> I hadn't known most of the information Angelus gives on Kautsky.
I think those of us who got our political socialization against a "Maoist" or "Trotskyist" background (and I plead guilty as charged) are only aware of the authorized canon of texts formulated in the Zinoviev-era Comintern. We're so used to the petrified notion of revolutionary continuity promoted by the more orthodox groups that we aren't aware of what a lively, contentious, chaotic mix international Social Democracy was in the pre-WWI era. Kautsky was "the pope of Marxism", Lenin, Plekhanov, and Trotsky were his faithful disciples, Luxemburg and Pannekoek his staunchest critics from the left, Bernstein his most dogged opponent from the right.
And yet, when it really counted, namely, when it came down to opposing the Wilhelmine state in WWI, both the orthodox "Pope" Kautsky and the right-wing revisionist Bernstein joined together *against* the mainstream SPD leadership! And keep in mind, this wretched pro-war leadership in the main sided with Kautsky against both Bernstein and Luxemburg!
Not that I'm pleading for some *ideological* return to pre-WWI Kautskyist orthodoxy on theoretical questions. In that case, I agree with Carrol that for example that the anarchist Freddy Perlman is a much more reliable exponent of Marx's critique of political economy than the "Pope" Kautsky.
However, on *organizational* questions, I think some kind of variant of Kautskyite pre-war socialism is the only option, a broad anti-capitalist formation encompassing a right-wing (Bernstein), an "orthodox" center (Kautsky, Lenin), and a "left" opposition (Luxemburg, Pannekoek). You find much the same kind of thing in the pre-WWI American socialist party, where the IWW and Eugene Debs constituted the Luxemburg/Pannekoek "left" of the SPA.

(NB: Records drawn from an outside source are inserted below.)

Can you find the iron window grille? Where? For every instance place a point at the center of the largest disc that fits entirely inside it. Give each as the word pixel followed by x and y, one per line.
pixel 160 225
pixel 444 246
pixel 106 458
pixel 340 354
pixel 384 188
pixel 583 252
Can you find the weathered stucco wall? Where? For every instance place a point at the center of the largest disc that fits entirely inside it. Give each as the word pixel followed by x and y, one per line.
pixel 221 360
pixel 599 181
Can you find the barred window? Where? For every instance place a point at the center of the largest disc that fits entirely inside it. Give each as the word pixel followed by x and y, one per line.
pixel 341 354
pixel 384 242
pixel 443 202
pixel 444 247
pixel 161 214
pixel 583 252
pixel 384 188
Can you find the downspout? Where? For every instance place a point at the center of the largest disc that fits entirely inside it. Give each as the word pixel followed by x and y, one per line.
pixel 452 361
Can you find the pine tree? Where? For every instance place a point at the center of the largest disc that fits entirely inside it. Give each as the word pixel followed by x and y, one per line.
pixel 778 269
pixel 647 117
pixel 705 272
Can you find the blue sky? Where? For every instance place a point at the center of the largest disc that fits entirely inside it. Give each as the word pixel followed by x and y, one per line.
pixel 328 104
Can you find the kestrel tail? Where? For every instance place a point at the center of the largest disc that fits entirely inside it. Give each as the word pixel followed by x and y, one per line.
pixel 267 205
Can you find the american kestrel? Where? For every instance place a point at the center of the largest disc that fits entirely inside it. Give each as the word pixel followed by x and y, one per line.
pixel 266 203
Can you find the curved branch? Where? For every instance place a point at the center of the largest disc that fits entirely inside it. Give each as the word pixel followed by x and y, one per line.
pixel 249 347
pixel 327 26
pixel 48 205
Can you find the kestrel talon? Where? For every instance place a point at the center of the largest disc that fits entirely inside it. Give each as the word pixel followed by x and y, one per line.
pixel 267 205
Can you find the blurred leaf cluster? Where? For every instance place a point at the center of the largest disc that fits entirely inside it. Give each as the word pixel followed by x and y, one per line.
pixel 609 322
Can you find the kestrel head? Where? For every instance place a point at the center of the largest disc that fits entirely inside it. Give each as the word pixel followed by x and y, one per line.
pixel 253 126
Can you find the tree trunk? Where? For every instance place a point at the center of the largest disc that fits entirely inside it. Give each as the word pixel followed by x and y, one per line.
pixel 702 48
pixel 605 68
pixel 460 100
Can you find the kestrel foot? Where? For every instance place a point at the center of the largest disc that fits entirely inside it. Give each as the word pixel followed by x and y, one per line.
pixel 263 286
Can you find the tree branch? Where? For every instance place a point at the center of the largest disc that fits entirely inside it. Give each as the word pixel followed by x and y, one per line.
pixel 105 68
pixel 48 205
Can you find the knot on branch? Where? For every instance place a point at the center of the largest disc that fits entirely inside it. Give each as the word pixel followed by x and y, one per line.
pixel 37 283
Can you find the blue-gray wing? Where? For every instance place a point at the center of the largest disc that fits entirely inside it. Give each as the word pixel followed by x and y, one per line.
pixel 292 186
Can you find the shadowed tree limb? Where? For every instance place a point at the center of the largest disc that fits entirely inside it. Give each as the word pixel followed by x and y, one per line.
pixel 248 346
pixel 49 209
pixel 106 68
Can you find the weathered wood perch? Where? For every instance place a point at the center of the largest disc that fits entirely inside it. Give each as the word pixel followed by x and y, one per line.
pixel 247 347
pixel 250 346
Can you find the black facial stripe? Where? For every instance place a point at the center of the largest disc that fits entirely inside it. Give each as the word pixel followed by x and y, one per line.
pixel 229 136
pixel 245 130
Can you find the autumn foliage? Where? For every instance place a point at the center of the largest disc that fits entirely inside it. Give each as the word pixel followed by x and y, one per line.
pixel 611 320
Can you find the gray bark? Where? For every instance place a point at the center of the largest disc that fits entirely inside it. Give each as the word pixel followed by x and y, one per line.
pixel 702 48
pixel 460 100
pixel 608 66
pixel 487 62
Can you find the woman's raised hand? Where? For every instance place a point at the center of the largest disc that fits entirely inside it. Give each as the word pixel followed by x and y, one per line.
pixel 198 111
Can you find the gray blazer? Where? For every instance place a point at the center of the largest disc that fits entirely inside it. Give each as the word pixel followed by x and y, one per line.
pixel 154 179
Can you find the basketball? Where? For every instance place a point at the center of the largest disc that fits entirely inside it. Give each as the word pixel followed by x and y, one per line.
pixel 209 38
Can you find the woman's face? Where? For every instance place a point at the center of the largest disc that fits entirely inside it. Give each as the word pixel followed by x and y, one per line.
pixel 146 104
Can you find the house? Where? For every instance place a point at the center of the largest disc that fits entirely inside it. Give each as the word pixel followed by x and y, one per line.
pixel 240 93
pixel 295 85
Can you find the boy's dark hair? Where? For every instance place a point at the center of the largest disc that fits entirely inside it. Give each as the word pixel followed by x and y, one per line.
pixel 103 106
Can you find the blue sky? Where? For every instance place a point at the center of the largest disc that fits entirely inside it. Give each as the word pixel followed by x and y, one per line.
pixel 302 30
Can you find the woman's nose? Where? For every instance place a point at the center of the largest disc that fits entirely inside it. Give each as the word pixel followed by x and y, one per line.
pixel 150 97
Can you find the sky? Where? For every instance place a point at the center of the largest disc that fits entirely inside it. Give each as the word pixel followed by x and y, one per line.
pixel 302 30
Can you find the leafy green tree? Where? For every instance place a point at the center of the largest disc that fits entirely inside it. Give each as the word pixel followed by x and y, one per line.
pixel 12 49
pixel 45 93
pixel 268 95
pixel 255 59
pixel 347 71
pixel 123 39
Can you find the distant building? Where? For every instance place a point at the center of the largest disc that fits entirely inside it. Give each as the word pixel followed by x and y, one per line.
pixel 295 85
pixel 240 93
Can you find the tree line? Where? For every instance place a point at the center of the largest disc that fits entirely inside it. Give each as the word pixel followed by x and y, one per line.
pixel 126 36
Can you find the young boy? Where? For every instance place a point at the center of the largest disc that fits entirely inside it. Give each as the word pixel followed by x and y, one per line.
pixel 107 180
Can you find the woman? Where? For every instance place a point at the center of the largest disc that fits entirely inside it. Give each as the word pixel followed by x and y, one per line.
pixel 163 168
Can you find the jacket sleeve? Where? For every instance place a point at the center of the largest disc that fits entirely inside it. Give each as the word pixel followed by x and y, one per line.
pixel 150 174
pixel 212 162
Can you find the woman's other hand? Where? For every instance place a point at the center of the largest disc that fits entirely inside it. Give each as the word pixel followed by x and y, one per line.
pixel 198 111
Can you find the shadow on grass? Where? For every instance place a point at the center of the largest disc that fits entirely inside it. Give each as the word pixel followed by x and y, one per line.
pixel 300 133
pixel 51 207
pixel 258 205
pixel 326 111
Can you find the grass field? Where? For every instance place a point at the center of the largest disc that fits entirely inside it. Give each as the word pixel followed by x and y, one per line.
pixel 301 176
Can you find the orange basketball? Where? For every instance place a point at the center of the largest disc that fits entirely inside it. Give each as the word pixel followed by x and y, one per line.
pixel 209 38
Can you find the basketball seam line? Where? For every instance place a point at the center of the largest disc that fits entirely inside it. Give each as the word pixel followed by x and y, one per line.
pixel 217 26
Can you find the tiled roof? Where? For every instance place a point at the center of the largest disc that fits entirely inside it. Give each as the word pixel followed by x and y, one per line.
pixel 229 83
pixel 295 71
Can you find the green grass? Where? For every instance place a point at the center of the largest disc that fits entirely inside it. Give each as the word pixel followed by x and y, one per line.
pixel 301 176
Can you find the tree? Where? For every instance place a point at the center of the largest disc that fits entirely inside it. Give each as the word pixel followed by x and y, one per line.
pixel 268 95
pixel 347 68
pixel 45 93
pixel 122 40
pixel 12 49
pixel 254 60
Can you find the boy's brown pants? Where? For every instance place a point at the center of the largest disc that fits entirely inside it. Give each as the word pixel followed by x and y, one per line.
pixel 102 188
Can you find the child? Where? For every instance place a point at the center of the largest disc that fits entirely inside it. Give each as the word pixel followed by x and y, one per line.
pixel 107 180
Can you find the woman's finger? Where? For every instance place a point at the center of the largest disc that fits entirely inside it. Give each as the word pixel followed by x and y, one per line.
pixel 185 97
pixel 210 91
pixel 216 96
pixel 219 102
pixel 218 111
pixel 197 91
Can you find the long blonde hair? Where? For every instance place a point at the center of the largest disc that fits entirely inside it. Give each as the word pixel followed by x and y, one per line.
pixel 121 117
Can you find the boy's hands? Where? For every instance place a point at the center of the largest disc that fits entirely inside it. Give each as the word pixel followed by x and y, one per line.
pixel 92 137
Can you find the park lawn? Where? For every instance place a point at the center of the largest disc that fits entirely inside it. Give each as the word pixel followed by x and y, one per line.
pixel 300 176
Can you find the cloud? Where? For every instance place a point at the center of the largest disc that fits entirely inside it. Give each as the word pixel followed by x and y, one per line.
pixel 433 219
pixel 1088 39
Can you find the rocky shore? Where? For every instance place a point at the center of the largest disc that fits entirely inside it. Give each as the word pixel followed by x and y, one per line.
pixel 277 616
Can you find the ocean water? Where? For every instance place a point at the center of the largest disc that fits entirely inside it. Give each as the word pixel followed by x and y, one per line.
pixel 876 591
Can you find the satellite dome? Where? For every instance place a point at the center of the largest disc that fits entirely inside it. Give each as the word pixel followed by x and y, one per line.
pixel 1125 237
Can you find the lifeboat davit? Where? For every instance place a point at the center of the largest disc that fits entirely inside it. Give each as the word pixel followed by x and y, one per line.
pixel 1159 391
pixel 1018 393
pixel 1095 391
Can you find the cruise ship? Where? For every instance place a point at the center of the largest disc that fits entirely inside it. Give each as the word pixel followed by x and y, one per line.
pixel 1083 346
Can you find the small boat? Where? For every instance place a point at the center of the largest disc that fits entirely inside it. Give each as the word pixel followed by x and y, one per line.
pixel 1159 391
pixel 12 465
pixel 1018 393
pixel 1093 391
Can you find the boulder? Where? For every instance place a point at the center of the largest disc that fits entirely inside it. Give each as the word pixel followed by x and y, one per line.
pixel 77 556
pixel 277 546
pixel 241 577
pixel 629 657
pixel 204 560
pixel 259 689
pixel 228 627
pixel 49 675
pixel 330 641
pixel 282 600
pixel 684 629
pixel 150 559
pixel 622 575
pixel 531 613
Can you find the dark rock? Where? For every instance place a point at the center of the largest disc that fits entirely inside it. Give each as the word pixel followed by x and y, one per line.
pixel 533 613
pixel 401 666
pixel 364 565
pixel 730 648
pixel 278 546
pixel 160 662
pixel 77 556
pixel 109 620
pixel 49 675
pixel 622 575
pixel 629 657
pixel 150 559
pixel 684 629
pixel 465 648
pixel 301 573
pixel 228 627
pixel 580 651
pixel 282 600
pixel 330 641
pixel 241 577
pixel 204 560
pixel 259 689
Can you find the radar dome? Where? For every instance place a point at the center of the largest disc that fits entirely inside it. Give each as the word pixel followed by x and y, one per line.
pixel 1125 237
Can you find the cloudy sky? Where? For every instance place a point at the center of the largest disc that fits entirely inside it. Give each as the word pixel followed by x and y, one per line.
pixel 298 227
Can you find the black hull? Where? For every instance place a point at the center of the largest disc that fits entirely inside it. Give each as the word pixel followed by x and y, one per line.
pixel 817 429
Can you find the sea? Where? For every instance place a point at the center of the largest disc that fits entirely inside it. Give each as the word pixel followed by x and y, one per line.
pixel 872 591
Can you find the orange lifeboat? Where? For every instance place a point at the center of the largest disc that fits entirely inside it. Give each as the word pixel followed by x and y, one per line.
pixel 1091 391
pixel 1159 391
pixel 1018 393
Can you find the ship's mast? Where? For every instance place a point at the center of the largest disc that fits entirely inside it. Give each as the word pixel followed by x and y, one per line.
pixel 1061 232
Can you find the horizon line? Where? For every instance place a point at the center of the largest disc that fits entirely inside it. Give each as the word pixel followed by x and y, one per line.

However, ultimately, these are questions of how the self-identified "socialists" should be organizing. This does not apply to the question of social movements, which as CLR James correctly noted, have an independent validity. The contemporary manifestation of "Father Gapon" is the Occupy Wall Street phenomenon. A few days ago I said this movement was the most exciting thing since Seattle. I will correct myself and say this movement is far more important than Seattle. This movement is in a direct continuity with Wisconsin-Greece-Egypt-Spain. The job of socialists is not to "lead" this movement. The job of socialists is to help promote this movement. And I'll be trying to chat people up to join the _Capital_ study groups being offered at the Rosa Luxemburg Foundation.